La segunda premisa de Castro-Pérez Roque se deriva de la primera: como consecuencia del liderazgo ético de la clase dirigente, las masas mantendrán su supuesta adhesión al sistema producto de la admiración moral, porque los estímulos materiales siguen siendo despreciables y contraproducentes.
Y es aún, más increíble que suponga que el sentimiento que Fidel Castro inspira en la clase dirigente y en la sociedad cubana es la admiración por su conducta ejemplar, y no lo que realmente ocurre: lo que los mantiene unidos es el pavor que Castro les inspira a sus subordinados inmediatos y mediatos, como en voz muy baja a veces confiesan a amigos muy íntimos algunos de los diputados reunidos para oír y aplaudir su discurso.
Ese terror profundo que hace que hasta Raúl Castro a veces tenga que servirse de García Márquez para darle a Fidel un mensaje o una opinión, porque ni siquiera el (supuestamente) segundo de a bordo se atreve a decirle lo que piensa por temor a sus explosivas represalias.
Cumplidas las dos premisas previamente descritas (el ejemplo moral y el consiguiente apoyo popular que éste generaría), queda la tercera: no ceder en el tema de la propiedad privada. Insistir en el colectivismo y en el capitalismo de Estado. ¿Por qué se aferran Castro y Pérez Roque a un modelo tan probadamente fracasado? Porque si cambia el régimen de propiedad y se introduce una suerte de economía de mercado, con empresarios privados, según ellos, se pierden la revolución, el Estado y hasta la nación, "porque Cuba sería absorbida, Cuba sería convertida en un municipio de Miami".Colofón
En realidad, esto último no es una estupidez, sino algo peor: una coartada para justificar el más grosero inmovilismo. Cuando cambie el régimen, ese absurdo sistema de estabular y empobrecer a la sociedad dará paso a algo que la inmensa mayoría de los cubanos desea: libertades económicas y políticas.
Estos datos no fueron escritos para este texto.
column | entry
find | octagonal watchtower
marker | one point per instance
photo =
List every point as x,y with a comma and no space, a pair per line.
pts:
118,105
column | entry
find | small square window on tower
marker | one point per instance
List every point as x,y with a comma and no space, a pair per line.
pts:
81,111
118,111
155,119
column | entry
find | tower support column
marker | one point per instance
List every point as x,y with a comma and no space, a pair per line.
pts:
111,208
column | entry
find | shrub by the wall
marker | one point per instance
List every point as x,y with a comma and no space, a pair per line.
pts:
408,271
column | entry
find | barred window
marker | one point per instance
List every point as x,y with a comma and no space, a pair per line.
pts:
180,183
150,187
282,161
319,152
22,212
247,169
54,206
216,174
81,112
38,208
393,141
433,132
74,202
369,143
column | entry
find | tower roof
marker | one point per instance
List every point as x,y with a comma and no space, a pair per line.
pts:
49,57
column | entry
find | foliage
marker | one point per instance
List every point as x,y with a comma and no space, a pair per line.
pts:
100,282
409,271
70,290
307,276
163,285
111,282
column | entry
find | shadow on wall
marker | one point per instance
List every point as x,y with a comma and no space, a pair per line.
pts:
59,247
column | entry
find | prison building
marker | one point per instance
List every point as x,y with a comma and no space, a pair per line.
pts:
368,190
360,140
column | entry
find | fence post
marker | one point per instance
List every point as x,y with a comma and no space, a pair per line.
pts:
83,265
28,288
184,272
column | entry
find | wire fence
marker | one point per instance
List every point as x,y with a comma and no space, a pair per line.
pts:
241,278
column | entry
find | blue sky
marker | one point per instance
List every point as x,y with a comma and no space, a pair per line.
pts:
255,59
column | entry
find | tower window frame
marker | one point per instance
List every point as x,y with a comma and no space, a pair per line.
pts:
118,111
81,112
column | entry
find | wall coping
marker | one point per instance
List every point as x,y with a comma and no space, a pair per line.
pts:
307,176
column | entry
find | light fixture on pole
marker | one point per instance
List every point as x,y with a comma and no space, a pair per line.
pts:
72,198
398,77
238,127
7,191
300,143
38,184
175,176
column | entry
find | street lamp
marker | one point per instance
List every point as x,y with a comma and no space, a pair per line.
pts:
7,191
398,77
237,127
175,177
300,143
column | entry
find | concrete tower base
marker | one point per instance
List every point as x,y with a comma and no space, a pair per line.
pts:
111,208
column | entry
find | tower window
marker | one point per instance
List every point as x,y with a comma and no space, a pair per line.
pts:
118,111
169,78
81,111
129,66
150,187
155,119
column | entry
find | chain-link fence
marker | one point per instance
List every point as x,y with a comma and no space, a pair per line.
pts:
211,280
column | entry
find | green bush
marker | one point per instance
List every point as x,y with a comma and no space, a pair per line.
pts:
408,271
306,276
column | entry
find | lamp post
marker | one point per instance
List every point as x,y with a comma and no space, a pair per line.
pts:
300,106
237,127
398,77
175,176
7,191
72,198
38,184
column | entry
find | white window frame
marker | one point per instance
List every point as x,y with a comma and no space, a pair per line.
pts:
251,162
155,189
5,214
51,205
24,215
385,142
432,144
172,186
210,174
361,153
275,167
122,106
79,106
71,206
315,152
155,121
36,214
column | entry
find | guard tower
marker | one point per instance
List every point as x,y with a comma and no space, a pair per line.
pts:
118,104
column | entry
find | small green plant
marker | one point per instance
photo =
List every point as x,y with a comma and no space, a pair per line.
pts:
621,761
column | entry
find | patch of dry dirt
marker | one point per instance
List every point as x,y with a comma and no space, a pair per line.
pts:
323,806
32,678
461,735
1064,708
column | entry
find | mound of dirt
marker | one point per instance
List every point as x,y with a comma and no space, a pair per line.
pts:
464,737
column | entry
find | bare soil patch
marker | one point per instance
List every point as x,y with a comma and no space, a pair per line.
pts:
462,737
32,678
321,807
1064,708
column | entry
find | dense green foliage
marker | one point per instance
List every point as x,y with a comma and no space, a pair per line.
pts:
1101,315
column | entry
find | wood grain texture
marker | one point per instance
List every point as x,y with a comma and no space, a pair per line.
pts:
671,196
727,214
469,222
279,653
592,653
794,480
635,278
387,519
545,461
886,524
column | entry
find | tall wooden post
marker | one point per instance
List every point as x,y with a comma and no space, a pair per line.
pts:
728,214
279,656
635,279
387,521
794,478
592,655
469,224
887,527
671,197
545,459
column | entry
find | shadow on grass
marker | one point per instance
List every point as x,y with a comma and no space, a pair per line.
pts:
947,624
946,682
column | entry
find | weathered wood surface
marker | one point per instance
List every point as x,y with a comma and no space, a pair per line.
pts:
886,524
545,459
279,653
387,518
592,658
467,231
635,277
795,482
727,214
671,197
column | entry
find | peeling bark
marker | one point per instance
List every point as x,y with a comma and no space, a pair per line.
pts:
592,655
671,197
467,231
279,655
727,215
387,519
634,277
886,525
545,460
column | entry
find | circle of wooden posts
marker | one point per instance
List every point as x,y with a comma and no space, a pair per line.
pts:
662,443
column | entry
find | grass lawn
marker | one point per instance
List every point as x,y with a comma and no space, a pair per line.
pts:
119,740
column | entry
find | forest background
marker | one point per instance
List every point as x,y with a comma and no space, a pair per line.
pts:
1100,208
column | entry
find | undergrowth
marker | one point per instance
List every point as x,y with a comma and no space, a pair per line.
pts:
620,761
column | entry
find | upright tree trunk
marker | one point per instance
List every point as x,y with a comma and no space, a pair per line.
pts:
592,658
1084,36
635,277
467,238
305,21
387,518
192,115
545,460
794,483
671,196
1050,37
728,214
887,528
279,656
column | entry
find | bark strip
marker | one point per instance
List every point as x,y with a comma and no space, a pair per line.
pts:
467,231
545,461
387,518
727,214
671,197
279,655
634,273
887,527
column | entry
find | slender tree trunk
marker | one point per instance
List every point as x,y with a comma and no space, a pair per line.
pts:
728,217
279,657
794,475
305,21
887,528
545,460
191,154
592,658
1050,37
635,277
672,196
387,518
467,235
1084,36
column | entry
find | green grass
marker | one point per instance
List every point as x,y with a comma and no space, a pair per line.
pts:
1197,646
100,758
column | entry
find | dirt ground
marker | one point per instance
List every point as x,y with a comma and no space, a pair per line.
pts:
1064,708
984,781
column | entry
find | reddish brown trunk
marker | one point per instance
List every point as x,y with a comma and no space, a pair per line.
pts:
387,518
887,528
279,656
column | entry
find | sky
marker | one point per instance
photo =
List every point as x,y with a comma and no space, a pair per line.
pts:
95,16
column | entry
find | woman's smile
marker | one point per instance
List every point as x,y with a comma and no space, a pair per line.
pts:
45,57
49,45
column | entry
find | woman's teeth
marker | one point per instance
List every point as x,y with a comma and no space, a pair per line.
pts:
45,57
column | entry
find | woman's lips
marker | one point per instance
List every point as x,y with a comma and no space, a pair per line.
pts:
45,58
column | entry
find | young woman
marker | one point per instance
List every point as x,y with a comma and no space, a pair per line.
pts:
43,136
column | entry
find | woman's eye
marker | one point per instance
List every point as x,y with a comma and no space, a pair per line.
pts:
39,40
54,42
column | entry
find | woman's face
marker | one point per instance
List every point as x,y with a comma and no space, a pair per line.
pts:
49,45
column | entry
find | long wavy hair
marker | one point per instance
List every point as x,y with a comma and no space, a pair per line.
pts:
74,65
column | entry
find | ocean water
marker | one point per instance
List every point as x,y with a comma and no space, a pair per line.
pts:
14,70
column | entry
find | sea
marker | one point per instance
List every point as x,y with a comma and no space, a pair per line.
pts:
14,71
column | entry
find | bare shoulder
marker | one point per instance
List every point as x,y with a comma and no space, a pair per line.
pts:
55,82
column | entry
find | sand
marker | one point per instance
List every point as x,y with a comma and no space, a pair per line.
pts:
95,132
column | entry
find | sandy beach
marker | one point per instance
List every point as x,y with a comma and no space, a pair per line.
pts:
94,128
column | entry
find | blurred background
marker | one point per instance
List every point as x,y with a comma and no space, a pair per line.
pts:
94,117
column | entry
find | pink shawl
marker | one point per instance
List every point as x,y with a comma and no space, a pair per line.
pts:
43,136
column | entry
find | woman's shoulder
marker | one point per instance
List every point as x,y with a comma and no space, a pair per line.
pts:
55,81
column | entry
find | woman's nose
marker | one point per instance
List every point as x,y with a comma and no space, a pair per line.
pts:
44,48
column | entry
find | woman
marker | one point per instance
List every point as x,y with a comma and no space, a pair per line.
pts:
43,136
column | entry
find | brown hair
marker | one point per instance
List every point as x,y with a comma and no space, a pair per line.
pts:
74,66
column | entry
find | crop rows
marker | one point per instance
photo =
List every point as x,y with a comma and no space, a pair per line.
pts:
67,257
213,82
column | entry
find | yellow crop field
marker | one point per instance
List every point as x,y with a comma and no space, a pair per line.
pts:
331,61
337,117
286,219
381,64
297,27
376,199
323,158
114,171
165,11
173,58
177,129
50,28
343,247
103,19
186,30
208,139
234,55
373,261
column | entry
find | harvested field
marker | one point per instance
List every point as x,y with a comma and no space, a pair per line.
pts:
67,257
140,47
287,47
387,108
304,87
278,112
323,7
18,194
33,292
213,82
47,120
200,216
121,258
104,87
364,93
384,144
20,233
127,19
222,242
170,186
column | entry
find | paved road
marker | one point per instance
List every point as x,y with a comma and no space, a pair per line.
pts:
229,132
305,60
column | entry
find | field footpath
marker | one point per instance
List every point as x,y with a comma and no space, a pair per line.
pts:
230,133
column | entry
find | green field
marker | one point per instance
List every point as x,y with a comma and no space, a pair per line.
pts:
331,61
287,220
Desaparecerá, es cierto, felizmente, la revolución, pero no el Estado, que se acogerá a un diseño institucional libremente decidido por los cubanos, mucho más hospitalario, eficiente y respetuoso con los ciudadanos. Y la nación sobrevivirá como una entidad independiente, pero en paz y armonía con todos sus vecinos, pues se habrán terminado el aventurerismo y el mesianismo.
¿Qué hace falta para llegar a ese punto? Exactamente lo que más temen Castro, Pérez Roque y el resto de esa minoría dogmática que controla el gobierno: un pacto serio y maduro entre los reformistas del régimen ocultos entre los políticos, militares, administradores, militantes del partido comunista y las organizaciones de masas, y los demócratas de la oposición interna y externa, para llevar a buen puerto la transición, sin vencedores ni vencidos, sin represalias ni pases de cuenta. Algo parecido a lo que sucedió en España, en Hungría o en Checoslovaquia. Sencillamente, ese experimento fracasó y es la hora de darle sepultura ordenadamente con todos los cubanos y para bien de todos los cubanos.
* Dedicado a Ramón Saúl Sánchez, quien en Miami se jugaba la vida en una huelga de hambre por defender el cumplimiento de la ley americana y el derecho de todos los cubanos, mientras yo escribía estos papeles en Madrid.